Despite the autotransplant success in reversing pancreatectomy-induced diabetes, similar outcomes are rare after islet cell allotransplantation (Rastellini et al. 1997; Ricordi et al. 1992). Graft failure within 3 mo after human islet allografting (Wang and Rosenberg 1999) occurred in 50% of islet transplant recipients worldwide between 1990 and 1996 (Bretzel 1996). Numerous factors have impeded the success of islet allograft transplantation, including islet mass and islet functionality. With intensified efforts in both protocols for tolerance induction and islet isolation, islet transplantation is very close to becoming a routine procedure in the clinical setting. Co-stimulation blockade with bone marrow (Durham et al. 2000) or without bone marrow (Kenyon et al. 1999a,b; Kirk et al. 1999) and methods using F(Ab)2-IT with 15-deoxyspergualin treatment show great potential.

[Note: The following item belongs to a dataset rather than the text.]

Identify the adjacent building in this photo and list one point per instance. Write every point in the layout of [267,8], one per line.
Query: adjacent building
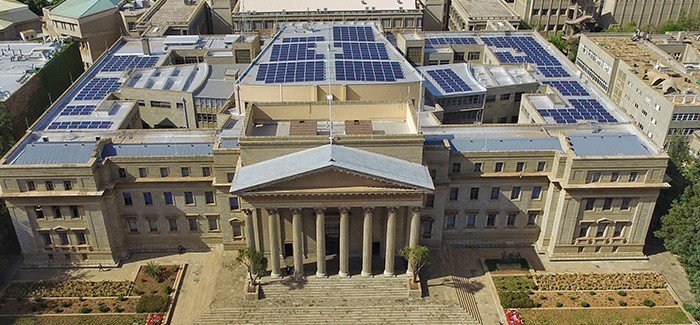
[327,154]
[653,81]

The stem cell transplantation before or during islet transplantation is expected to abrogate the need for immunosuppression, thus eliminating the side effects due to immunosuppression in the transplant recipient. In a baboon cardiac allograft, Allen and coworkers (1997) used hematopoietic stem cells depleted of differentiation markers, which significantly reduced the allostimulatory potential of donor cells. The stem cell population enriched for CD34+ cells with depletion of CD18 cells have shown low or no allostimulatory potential in mixed lymphocyte cultures (Gaur et al. 2002a). If lack of alloimmune stimulation correlates with a propensity to tolerance induction, mixed lymphocyte reaction assays will provide an in vitro assay for the potential efficacy of various CD34+ subfractions as tolerogens.

Thus, the induction of donor-specific tolerance by either selected donor marrow populations or by co-stimulation blockade in recipients prolongs the survival of islet allografts. Further exploration and standardization of this procedure will increase our knowledge and ultimately benefit the clinical treatment diabetes.

1Abbreviations used in this article: DC, dendritic cell; Ig, immunoglobulin; MHC, major histocompatibility complex; STZ, streptozotocin; TLI, total lymphoid irradiation; UV, ultraviolet.